On Damar Hamlin

It sure is great to see that Damar Hamlin is doing so well, is back in Buffalo, and just really seems like he's going to pull through this. I'm old enough to remember when Loyola Marymount basketball start Hank Gathers was not so lucky, and indeed the sports landscape is dotted (thankfully lightly) with cardiac deaths on the field of play. I'm so relieved we won't need to add Hamlin's name to that list.

I'm going to have to tread carefully here, but I found the world's reaction to Hamlin to be, in certain ways, quite unsettling.

I've written about serious sports injuries in this space before, and my point is always the same: announcers always say, "it's at times like this you remember this is just a game and not important in the grand scheme of things," and I always counter that it's also just a game on plays where players don't get hurt.

Indeed, I would say that sports' lack of importance is a big part of the reason why I love them so much. Life is nasty, brutish, and short, wrote Hobbes, so shouldn't you spend as much time as possible on things that make you happy, and can't it be said that a key component of pleasant, happy diversions is that they be of low stakes?

The reaction to Hamlin's near death experience also has me thinking of all the young men and women (and children!) around the world that are are going to unceremoniously die today. Some will die of similar or identical causes to Hamlin's near death. Some will have it much worse, with so much more suffering.

Hamlin, of course, was practicing his profession when he experienced his cardiac event. How many people (including, again, young people) will die at work today? How many of their coworkers will be told to get back to work a day later at best, all to ensure that money keeps flowing into the owners' pockets?

I understand that, as a society, we cannot grieve all deaths and near-deaths equally. Even if we gave Joe at chicken processing plant his due grief and memorial (and I'm sure we all want Joe to get that), there isn't enough time in the day for all of us to mourn them all. Hamlin's accident was on national TV. It's only logical he gets the attention, if only by some sort of default.

Still, there is something kind of gross about people treating him like you might a benevolent head of state who passed. For one, again, he didn't die. Number two, he's no better or worse than Joe at the chicken plant, he's just more visible.

Speaking of Hamlin not dying, the sanctimonious treatment we give to serious injuries is not limited to life-or-death cases, or career-ending cases, either. A few years ago, there was a outfield collision for the Astros in a Cleveland/Houston game. They needed to tend to one of the Astros outfielders for several minutes out on the field, and it seemed like his leg was perhaps broken.

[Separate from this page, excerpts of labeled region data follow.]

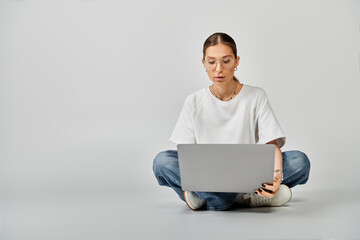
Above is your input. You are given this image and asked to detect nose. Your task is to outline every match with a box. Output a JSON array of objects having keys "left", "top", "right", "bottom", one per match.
[{"left": 215, "top": 61, "right": 223, "bottom": 72}]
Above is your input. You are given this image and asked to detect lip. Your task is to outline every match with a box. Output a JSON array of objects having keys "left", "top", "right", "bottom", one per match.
[{"left": 215, "top": 76, "right": 225, "bottom": 80}]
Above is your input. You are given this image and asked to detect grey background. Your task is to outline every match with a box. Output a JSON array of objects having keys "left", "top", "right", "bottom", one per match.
[{"left": 0, "top": 0, "right": 360, "bottom": 239}]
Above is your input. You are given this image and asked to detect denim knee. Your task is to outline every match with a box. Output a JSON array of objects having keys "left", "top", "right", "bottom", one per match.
[{"left": 283, "top": 150, "right": 310, "bottom": 184}]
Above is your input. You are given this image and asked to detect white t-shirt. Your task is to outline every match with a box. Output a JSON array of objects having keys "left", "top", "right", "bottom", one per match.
[{"left": 170, "top": 84, "right": 286, "bottom": 147}]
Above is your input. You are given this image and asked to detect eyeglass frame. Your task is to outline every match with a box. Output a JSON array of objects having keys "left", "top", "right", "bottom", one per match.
[{"left": 203, "top": 57, "right": 237, "bottom": 71}]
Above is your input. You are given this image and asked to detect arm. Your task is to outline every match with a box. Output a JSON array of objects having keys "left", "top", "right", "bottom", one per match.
[{"left": 254, "top": 140, "right": 283, "bottom": 198}]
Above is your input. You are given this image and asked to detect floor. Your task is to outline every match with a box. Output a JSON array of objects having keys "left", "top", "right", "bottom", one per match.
[{"left": 0, "top": 183, "right": 360, "bottom": 240}]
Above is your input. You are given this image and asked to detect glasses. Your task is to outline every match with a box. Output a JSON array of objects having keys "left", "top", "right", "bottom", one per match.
[{"left": 204, "top": 58, "right": 236, "bottom": 71}]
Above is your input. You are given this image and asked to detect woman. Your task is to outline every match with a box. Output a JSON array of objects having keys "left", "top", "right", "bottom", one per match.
[{"left": 153, "top": 33, "right": 310, "bottom": 210}]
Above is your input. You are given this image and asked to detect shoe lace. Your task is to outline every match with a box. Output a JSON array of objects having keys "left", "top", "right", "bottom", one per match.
[{"left": 250, "top": 192, "right": 271, "bottom": 207}]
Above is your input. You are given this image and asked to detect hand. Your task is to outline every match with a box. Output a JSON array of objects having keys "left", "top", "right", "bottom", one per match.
[{"left": 254, "top": 170, "right": 282, "bottom": 198}]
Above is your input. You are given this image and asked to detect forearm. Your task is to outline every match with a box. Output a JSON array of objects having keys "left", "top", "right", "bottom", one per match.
[{"left": 274, "top": 145, "right": 283, "bottom": 179}]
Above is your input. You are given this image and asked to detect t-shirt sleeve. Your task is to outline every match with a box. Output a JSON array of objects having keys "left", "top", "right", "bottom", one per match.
[
  {"left": 170, "top": 97, "right": 196, "bottom": 144},
  {"left": 255, "top": 89, "right": 286, "bottom": 148}
]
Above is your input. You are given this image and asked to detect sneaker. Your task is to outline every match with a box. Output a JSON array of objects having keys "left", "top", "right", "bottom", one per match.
[
  {"left": 244, "top": 184, "right": 292, "bottom": 207},
  {"left": 184, "top": 191, "right": 206, "bottom": 211}
]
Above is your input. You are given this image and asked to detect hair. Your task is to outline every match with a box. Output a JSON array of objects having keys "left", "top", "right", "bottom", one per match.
[{"left": 203, "top": 32, "right": 239, "bottom": 82}]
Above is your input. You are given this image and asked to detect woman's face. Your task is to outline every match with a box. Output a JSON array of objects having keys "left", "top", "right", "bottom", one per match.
[{"left": 202, "top": 43, "right": 240, "bottom": 85}]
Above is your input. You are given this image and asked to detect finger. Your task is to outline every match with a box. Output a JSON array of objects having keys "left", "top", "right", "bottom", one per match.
[
  {"left": 254, "top": 188, "right": 275, "bottom": 198},
  {"left": 261, "top": 191, "right": 276, "bottom": 198},
  {"left": 263, "top": 184, "right": 279, "bottom": 192},
  {"left": 257, "top": 190, "right": 275, "bottom": 198}
]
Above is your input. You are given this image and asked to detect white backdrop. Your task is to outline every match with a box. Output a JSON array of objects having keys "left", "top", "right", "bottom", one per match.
[{"left": 0, "top": 0, "right": 360, "bottom": 205}]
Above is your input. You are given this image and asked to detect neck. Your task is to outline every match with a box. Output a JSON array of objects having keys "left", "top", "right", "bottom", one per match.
[{"left": 212, "top": 80, "right": 240, "bottom": 101}]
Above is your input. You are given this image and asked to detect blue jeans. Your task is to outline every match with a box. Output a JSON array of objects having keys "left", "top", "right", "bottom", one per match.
[{"left": 153, "top": 150, "right": 310, "bottom": 210}]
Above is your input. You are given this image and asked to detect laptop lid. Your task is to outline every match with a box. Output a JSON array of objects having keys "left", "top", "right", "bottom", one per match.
[{"left": 177, "top": 144, "right": 275, "bottom": 192}]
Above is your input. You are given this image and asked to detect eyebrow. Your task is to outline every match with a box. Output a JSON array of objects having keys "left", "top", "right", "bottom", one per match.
[{"left": 206, "top": 55, "right": 232, "bottom": 59}]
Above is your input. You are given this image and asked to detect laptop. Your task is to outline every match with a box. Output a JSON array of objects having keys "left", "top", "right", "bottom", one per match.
[{"left": 177, "top": 144, "right": 275, "bottom": 193}]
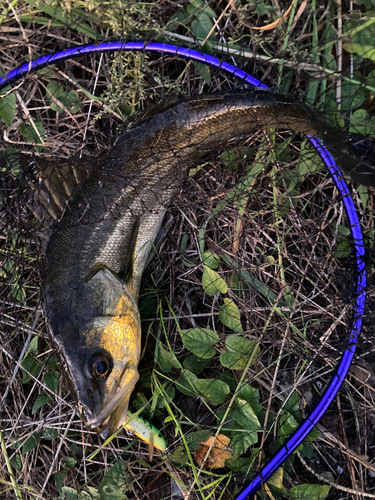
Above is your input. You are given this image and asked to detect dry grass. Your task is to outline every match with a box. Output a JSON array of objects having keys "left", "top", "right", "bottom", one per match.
[{"left": 0, "top": 1, "right": 375, "bottom": 500}]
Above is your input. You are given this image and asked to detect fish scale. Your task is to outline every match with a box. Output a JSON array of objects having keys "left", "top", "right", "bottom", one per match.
[{"left": 36, "top": 90, "right": 374, "bottom": 436}]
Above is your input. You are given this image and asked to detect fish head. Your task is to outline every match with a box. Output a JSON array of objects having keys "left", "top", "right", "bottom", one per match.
[{"left": 55, "top": 269, "right": 141, "bottom": 437}]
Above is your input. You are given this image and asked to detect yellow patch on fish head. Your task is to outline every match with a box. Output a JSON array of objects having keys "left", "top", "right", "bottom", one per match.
[{"left": 82, "top": 294, "right": 141, "bottom": 435}]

Again, in the spirit of thinking about how many thousands of schmucks are gonna break their leg today, and how in the grand scheme of things this broken leg especially is not that big a deal (I hear baseball players are paid well, with good medical benefits), I started to crack jokes (not at the injured players' expense) in the Indians baseball thread about it, and I was treated like Vlad the Impaler. This is no time for jokes!

Now I can't even find or figure out who the injured player in question was, but I do remember his leg wasn't broken in the end.

Maybe a lot of people haven't contemplated their own mortality, and Hamlin forced them to do so, and that's the reason for some of the more maudlin reactions to his misfortune. If so, that's a bit of a bummer. So let me give you some bitter medicine: You are going to die. Everyone you know is going to die.

So do what you can to spread happiness, joy, and relief to yourself and others when you can. For every tear you shed, try to, through your actions, words, donations, etc., subtract a tear from the world. It will feel good, and I for one will be grateful.